The wild trading volatility of GameStop Corp. jolted the stock market and weakened trust in commission-free trading platforms. In the aftermath of the market-moving events—which highlight the shortcomings of short-sellers, the outsized influence of online forums like Reddit's WallStreetBets, and the great financial risk taken by retail brokerage firms—plenty of insights have surfaced.
However, experts say that investors who follow tried and true strategies shouldn't be at financial risk.
"For everyday investors, the GameStop madness really won't mean much," says Ryan Maestro, founder of investment resource provider WantFI. "If they've been following the standard investment advice over the last twenty years, they will be fully invested in index funds, and the short squeeze volatility attacks won't have much of an effect on their portfolio."
Shock to the system
Still, the market turbulence caused by this episode is concerning.

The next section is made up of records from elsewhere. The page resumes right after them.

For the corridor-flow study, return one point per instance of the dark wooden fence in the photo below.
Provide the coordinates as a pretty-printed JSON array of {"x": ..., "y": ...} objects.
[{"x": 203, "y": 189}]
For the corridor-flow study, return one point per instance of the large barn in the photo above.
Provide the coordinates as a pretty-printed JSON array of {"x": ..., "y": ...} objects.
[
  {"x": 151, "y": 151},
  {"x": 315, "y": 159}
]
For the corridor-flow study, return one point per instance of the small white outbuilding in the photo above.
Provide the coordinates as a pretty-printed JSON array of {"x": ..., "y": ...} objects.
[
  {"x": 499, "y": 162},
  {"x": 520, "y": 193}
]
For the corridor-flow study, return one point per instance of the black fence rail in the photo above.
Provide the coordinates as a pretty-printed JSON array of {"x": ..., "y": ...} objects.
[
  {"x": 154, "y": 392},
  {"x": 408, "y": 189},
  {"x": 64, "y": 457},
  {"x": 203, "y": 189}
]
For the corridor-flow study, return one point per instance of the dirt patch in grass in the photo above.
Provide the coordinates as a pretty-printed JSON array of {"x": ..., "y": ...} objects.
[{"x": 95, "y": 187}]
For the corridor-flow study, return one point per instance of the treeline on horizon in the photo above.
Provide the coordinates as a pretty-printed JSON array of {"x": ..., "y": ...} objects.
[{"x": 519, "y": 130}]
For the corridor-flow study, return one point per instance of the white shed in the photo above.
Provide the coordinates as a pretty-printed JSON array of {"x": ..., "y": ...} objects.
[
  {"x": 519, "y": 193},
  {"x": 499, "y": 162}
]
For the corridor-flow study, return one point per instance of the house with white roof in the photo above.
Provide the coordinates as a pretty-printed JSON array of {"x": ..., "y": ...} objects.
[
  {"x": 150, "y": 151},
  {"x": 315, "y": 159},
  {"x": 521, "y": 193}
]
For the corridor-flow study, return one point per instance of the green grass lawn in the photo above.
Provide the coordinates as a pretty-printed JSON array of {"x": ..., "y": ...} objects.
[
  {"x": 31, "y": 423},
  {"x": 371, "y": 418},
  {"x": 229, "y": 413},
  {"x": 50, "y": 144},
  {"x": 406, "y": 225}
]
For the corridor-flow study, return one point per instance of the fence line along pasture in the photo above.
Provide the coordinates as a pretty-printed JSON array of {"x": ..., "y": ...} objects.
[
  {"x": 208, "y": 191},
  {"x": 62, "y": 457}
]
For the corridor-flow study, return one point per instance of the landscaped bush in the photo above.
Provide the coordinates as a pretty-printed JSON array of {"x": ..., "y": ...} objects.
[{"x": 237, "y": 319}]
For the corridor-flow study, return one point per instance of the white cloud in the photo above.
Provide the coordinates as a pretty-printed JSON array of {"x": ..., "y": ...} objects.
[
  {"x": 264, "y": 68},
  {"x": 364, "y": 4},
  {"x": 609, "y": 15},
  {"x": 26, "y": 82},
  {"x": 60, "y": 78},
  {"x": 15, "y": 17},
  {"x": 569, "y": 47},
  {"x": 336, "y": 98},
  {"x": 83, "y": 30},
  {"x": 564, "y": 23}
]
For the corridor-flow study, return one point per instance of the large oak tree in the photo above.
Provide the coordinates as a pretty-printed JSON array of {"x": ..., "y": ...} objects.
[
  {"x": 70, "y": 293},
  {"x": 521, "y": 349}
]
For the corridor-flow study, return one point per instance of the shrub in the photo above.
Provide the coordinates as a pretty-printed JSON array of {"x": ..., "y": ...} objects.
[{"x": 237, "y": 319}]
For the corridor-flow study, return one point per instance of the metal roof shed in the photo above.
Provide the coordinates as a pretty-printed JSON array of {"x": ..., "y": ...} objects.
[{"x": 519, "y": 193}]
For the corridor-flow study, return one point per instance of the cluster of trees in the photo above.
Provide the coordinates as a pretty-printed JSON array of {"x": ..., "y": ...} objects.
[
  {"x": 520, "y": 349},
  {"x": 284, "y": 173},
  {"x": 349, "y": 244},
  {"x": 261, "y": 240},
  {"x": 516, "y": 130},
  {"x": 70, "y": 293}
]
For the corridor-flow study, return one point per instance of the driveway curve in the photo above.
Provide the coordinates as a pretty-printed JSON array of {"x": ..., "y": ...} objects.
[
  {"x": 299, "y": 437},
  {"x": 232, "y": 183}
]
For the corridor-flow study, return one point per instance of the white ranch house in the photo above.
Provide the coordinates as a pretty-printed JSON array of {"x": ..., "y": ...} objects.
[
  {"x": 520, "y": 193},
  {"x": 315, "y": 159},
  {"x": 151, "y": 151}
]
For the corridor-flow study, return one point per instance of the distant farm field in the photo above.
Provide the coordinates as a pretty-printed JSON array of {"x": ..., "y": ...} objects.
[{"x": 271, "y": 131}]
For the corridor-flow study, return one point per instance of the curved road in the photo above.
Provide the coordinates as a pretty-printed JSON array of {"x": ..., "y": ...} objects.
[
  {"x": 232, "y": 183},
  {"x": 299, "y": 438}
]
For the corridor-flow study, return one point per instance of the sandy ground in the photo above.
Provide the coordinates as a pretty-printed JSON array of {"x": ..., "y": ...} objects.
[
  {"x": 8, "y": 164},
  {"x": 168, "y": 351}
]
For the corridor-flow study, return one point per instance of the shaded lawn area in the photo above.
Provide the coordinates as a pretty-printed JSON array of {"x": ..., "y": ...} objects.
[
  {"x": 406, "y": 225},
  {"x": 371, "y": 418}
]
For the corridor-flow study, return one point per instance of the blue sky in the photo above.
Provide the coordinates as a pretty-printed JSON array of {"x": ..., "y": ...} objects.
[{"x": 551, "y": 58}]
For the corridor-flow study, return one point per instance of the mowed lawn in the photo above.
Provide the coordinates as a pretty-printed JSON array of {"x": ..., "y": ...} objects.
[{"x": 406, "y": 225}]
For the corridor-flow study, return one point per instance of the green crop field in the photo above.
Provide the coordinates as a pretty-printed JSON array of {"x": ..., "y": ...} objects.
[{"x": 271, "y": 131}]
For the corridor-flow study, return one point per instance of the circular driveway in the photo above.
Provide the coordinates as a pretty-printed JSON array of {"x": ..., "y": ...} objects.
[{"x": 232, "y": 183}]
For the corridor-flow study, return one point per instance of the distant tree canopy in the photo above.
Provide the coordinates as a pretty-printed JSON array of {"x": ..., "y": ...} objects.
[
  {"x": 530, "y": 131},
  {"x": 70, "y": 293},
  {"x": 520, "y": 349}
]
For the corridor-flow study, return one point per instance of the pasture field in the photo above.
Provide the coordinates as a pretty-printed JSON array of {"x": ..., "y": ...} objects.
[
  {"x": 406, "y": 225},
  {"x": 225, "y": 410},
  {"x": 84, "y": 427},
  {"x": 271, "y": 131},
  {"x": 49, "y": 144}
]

The reverberations—massive sell-offs, locked trades, and other imposed retail investing limitations—could have upended the system, warns George Papazov, a former licensed trader who established TRADEPRO Academy in 2012 to inspire, educate and empower home investors.
"We were close to a really bad situation, which would have brought down the entire market," he says.
Back to the basics
With uncertainty elevated across capital markets, and rising concerns of overvalued stocks and inflation, financial advisor Mark Armbruster says now is the time to diversify your investment portfolio.
"Spreading your investment dollars across several asset classes, but also across a variety of geographies, industries, and currencies is more important than ever," says the president and CEO of Armbruster Capital Management Inc. in Pittsford, N.Y. "A sprinkling of bonds will help protect against a recession. Stocks and real estate investment trusts should outpace higher inflation. Foreign holdings help hedge a depreciating dollar. Value stocks could provide downside protection if growth stocks falter."
Commodities, gold, and small allocations to digital assets could improve returns, he adds, particularly if an era of flat returns develops, akin to the 2000s.
Stephen Caplan believes long-term money should be invested in a well-diversified, traditional portfolio aligned with a specific time horizon and risk tolerance.
He's fine with clients setting up a "play account," ideally less than 5% of their investment portfolio to gamble on risky stocks and chase speculative returns.
"If using a small portion of your money to try your hand at stock picking prevents you from making huge mistakes with your long-term money, such an account can play an important behavioral role," says Caplan, a financial adviser at Canton, Mass.-based Neponset Valley Financial Partners, a wealth management firm outside Boston.
Dysfunction in the digital age
The recent developments are emblematic of a deeper societal problem, according to finance expert Asher Rogovy.
"Much of the market analysis seen on WallStreetBets continues to rely on misinformation or disinformation and stale data," says Rogovy, chief investment officer of New York City-based Magnifina LLC, an SEC-registered investment advisor. "It is very troubling that so many people trust anonymous message boards over financial news services and investment professionals."